It's no longer enough to say the economy is heading into or already is in a recession. Invoking the memory of the Great Depression has become the latest way to dramatize the economic turmoil caused by the credit markets.
"[I] think we are facing the worst financial crunch and crisis since the Great Depression," Mort Zuckerman, editor-in-chief of U.S. News & World Report, said on the January 20 "McLaughlin Group."
Zuckerman told viewers we're heading into uncharted territory with this current credit freeze-up.
"You have the entire banking system now that is virtually frozen. And there are, not just this subprime mortgage thing, there are other things called credit default swaps where they will lose as much money, $250 billion on. The banks are frozen. They are not making loans because they have such huge debts that they have to take on to their balance sheets and nobody knows how to deal with that," he continued.
While the financial sector is seeing problems with tightened credit, Zuckerman's reference to the Great Depression could lead viewers to think that the economy is heading toward a depression.
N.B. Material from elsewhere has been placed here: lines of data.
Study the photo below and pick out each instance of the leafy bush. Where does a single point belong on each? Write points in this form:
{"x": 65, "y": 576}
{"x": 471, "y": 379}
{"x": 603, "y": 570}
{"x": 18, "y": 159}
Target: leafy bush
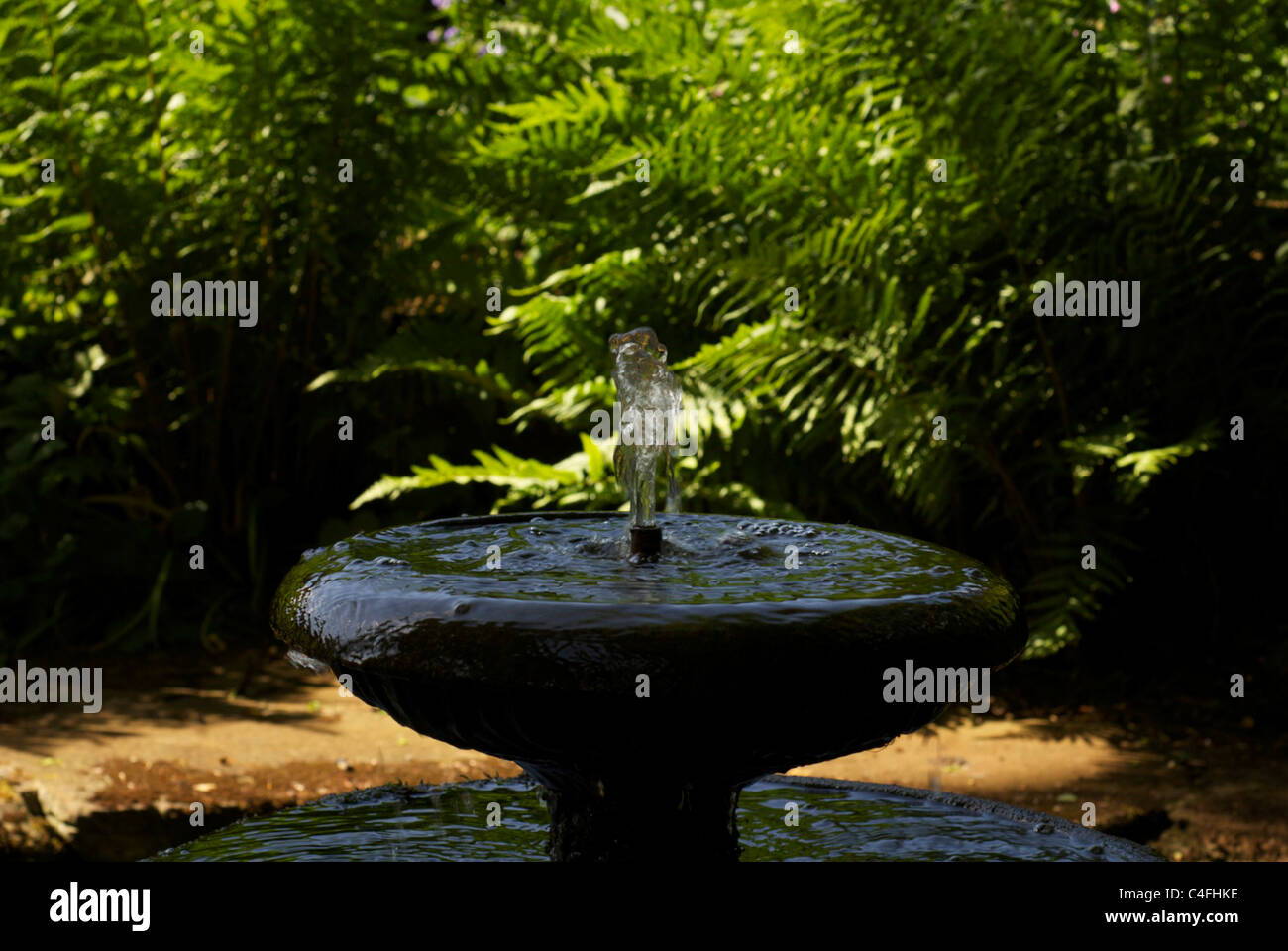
{"x": 518, "y": 169}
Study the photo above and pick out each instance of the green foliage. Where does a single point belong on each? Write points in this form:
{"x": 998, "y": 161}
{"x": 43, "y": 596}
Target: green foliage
{"x": 773, "y": 171}
{"x": 768, "y": 170}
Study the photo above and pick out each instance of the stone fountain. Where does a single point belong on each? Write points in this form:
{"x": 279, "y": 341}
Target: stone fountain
{"x": 644, "y": 669}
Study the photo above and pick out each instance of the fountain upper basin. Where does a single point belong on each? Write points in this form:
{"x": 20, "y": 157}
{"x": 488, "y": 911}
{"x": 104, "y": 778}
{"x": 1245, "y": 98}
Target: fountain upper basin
{"x": 716, "y": 661}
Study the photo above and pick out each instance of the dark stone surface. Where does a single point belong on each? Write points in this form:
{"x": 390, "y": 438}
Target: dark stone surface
{"x": 742, "y": 681}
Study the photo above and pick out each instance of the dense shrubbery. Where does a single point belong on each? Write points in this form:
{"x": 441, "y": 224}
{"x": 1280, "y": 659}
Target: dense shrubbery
{"x": 519, "y": 169}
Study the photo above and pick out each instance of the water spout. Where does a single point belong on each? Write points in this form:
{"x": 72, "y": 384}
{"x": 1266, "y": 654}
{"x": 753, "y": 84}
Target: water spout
{"x": 651, "y": 399}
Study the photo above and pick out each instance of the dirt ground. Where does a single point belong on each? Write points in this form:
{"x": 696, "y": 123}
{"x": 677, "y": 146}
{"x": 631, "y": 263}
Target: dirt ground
{"x": 249, "y": 733}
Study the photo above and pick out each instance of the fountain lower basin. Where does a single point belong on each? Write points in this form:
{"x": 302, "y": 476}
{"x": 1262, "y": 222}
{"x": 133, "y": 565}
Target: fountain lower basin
{"x": 837, "y": 821}
{"x": 644, "y": 696}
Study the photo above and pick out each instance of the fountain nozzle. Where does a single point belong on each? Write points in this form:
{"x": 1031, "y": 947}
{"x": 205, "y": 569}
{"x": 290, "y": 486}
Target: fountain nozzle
{"x": 645, "y": 541}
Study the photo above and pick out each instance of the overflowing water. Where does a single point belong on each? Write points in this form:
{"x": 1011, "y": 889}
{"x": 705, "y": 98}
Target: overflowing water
{"x": 712, "y": 560}
{"x": 450, "y": 823}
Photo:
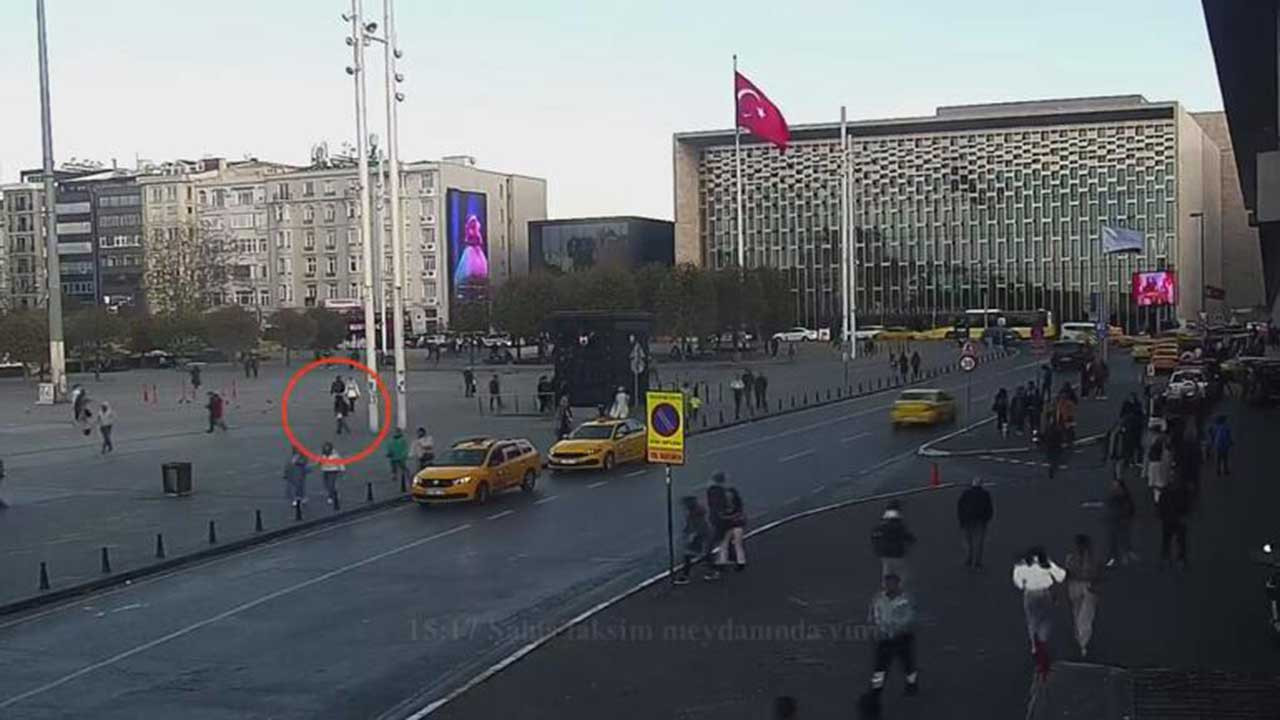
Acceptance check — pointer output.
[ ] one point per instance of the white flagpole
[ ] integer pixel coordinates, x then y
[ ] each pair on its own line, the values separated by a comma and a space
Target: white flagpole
737, 164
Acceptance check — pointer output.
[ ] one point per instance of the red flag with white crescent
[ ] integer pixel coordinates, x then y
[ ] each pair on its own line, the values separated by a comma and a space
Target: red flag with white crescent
758, 114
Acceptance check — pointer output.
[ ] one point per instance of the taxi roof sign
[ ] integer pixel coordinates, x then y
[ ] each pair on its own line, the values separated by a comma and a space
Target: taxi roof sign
666, 427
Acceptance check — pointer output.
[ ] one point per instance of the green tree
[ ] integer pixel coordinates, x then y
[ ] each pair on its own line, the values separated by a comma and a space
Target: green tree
232, 329
292, 329
94, 333
330, 328
26, 337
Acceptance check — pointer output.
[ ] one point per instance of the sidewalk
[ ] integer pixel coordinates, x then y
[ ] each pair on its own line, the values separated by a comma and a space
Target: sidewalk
794, 623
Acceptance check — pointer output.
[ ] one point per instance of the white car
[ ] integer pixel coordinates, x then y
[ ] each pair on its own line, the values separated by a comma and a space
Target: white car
1187, 384
796, 335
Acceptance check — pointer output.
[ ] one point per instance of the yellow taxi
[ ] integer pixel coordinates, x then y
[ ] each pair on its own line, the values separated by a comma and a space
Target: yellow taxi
599, 445
478, 469
923, 406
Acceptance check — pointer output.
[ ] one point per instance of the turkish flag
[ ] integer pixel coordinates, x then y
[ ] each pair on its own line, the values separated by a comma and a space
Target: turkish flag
758, 115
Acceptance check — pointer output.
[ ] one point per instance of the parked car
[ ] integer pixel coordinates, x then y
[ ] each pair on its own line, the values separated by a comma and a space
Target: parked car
796, 335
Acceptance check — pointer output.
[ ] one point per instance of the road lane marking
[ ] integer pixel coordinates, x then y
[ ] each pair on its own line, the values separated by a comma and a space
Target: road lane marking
227, 614
795, 455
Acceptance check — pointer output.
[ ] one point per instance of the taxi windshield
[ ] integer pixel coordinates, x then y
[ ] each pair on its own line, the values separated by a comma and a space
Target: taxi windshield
593, 432
461, 458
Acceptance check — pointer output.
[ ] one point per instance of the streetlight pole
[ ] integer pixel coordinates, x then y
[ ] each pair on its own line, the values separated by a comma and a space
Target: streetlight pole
54, 281
357, 41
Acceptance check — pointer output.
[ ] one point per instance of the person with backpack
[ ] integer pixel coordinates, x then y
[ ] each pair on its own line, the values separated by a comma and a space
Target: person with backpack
892, 541
330, 469
974, 511
1000, 406
694, 538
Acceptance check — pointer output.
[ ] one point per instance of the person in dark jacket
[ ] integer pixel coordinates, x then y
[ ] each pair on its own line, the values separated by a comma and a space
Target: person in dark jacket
892, 541
694, 538
974, 511
1174, 504
1119, 509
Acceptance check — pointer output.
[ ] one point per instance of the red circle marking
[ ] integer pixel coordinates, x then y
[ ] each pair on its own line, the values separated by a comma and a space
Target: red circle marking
382, 390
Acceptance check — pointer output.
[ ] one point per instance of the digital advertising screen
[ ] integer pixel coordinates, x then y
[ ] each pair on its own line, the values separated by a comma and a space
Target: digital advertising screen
467, 227
1155, 288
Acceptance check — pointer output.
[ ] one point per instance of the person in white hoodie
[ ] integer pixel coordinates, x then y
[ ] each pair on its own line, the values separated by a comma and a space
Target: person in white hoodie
1037, 577
105, 422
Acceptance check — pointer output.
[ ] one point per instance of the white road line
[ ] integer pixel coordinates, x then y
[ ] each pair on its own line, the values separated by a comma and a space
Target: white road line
231, 613
795, 455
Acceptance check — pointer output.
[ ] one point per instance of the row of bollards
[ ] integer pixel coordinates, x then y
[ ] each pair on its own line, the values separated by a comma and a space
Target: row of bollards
161, 554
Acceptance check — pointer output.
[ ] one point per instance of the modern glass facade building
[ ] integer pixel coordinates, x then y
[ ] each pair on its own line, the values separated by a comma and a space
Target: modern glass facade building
976, 206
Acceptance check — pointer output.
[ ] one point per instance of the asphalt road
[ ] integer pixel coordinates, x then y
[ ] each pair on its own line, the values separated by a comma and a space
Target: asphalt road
382, 614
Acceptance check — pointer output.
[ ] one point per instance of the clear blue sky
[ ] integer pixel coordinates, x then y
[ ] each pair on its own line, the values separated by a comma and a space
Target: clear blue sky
585, 94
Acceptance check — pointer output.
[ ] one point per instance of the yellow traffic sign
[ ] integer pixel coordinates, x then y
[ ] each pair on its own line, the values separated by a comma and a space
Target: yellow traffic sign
666, 414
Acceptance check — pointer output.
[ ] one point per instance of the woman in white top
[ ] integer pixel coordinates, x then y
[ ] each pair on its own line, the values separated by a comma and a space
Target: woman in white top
1036, 575
332, 469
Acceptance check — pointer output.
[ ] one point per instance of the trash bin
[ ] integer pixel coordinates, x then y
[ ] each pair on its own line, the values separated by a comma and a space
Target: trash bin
177, 478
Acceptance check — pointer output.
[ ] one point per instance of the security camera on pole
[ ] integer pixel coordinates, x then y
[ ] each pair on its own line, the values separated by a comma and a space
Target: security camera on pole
360, 32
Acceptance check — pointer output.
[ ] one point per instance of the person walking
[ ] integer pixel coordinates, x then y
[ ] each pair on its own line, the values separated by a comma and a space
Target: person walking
892, 541
330, 469
397, 456
423, 449
1159, 460
494, 393
1119, 509
974, 511
1036, 575
105, 422
762, 392
215, 406
694, 538
296, 478
1082, 577
1000, 406
892, 614
341, 410
1174, 504
1221, 442
352, 393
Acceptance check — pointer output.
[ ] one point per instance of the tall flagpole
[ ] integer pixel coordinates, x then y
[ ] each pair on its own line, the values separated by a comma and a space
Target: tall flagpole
737, 165
846, 337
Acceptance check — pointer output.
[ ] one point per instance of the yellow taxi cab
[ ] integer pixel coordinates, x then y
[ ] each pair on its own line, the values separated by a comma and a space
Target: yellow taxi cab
923, 406
599, 445
478, 469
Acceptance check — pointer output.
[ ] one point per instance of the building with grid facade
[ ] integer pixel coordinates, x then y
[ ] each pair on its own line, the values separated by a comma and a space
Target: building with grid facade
977, 206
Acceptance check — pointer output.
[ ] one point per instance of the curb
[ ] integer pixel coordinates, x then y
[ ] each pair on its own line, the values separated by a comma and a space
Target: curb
115, 579
604, 605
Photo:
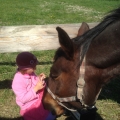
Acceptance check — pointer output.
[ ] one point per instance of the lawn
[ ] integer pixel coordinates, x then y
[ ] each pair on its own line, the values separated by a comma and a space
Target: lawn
39, 12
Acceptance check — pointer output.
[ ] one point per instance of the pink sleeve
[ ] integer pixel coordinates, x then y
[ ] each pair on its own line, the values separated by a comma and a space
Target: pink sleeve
19, 88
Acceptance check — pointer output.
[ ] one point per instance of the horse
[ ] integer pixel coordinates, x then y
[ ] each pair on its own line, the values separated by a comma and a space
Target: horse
99, 49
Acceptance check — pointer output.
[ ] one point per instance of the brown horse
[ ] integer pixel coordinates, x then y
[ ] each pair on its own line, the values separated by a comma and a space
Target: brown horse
100, 47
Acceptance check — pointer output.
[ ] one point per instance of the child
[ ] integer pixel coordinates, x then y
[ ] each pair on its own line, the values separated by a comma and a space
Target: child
29, 88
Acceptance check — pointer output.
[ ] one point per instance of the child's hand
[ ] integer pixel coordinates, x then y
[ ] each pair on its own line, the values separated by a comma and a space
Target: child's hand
41, 82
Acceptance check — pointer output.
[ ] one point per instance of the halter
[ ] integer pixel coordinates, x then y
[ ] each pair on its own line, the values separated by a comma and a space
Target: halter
79, 97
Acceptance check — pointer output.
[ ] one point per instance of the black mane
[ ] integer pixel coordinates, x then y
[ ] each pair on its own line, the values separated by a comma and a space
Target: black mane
86, 38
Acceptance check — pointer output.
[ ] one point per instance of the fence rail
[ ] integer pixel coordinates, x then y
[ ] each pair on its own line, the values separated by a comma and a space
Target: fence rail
34, 37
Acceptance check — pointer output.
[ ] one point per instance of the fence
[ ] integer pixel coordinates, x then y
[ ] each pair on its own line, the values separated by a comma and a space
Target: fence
34, 37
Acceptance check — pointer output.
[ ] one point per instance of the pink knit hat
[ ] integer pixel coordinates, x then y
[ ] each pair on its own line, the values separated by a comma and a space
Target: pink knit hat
26, 60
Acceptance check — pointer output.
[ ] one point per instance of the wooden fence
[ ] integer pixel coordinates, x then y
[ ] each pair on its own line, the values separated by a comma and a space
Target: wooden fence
34, 37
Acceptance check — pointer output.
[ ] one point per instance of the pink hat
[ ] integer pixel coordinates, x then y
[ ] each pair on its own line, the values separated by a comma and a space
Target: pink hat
26, 60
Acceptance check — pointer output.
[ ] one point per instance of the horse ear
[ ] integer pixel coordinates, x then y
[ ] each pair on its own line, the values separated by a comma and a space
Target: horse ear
83, 28
65, 42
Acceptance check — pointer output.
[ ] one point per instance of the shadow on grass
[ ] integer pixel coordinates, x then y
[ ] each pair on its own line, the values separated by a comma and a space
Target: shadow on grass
98, 117
5, 84
18, 118
14, 64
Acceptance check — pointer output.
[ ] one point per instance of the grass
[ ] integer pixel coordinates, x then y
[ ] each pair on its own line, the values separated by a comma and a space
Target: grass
39, 12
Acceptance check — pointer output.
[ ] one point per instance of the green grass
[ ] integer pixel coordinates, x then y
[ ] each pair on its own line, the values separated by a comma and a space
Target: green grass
40, 12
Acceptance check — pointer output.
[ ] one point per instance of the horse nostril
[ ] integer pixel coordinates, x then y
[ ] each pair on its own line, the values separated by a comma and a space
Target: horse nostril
53, 112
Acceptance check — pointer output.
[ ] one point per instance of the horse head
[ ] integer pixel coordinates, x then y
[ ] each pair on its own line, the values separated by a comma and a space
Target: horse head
64, 74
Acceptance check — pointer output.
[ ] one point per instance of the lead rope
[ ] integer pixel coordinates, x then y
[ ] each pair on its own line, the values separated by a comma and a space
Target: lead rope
73, 98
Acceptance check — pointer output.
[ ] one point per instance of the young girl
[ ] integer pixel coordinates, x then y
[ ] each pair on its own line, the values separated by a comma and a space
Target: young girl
29, 88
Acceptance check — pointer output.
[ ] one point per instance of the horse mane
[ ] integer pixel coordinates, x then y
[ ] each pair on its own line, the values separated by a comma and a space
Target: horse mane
85, 40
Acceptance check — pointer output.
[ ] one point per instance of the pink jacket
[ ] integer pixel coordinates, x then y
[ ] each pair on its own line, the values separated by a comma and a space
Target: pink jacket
22, 86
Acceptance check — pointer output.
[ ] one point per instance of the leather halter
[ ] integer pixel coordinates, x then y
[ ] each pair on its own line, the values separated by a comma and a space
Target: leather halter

The U.S. economy overall does not appear to be headed for another Great Depression. For the last two quarters, gross domestic produce (GDP) has grown at a rate of 3.8 percent in the second quarter of 2007 and 4.9 percent in the third quarter. Fourth-quarter GDP numbers for 2007 will not be released until March. Unemployment in the U.S. is also relatively low at 5 percent.
Even the somewhat gloomy forecast from Goldman Sachs Group, Inc. (NYSE:GS), a Wall Street investment bank that has avoided the worst of the subprime mortgage losses, said on January 9 the recession they are predicting would be brief - certainly a far cry from a depression.
"One silver lining is that the recession is likely to be relatively mild by historical standards, with a cumulative contraction in real gross domestic product of only about 0.5%," said a Dow Jones report about Goldman Sach's prediction. "And the economy will eventually walk out of the recession and gradually recover in the course of 2009."
Despite that, strong bearish opinions on the economy as well as parallels to the Great Depression have been cropping up recently in media reports including a January 16 "CBS Evening News" story. That night CBS correspondent Anthony Mason compared problems in the financial sector to banking problems around the Great Depression.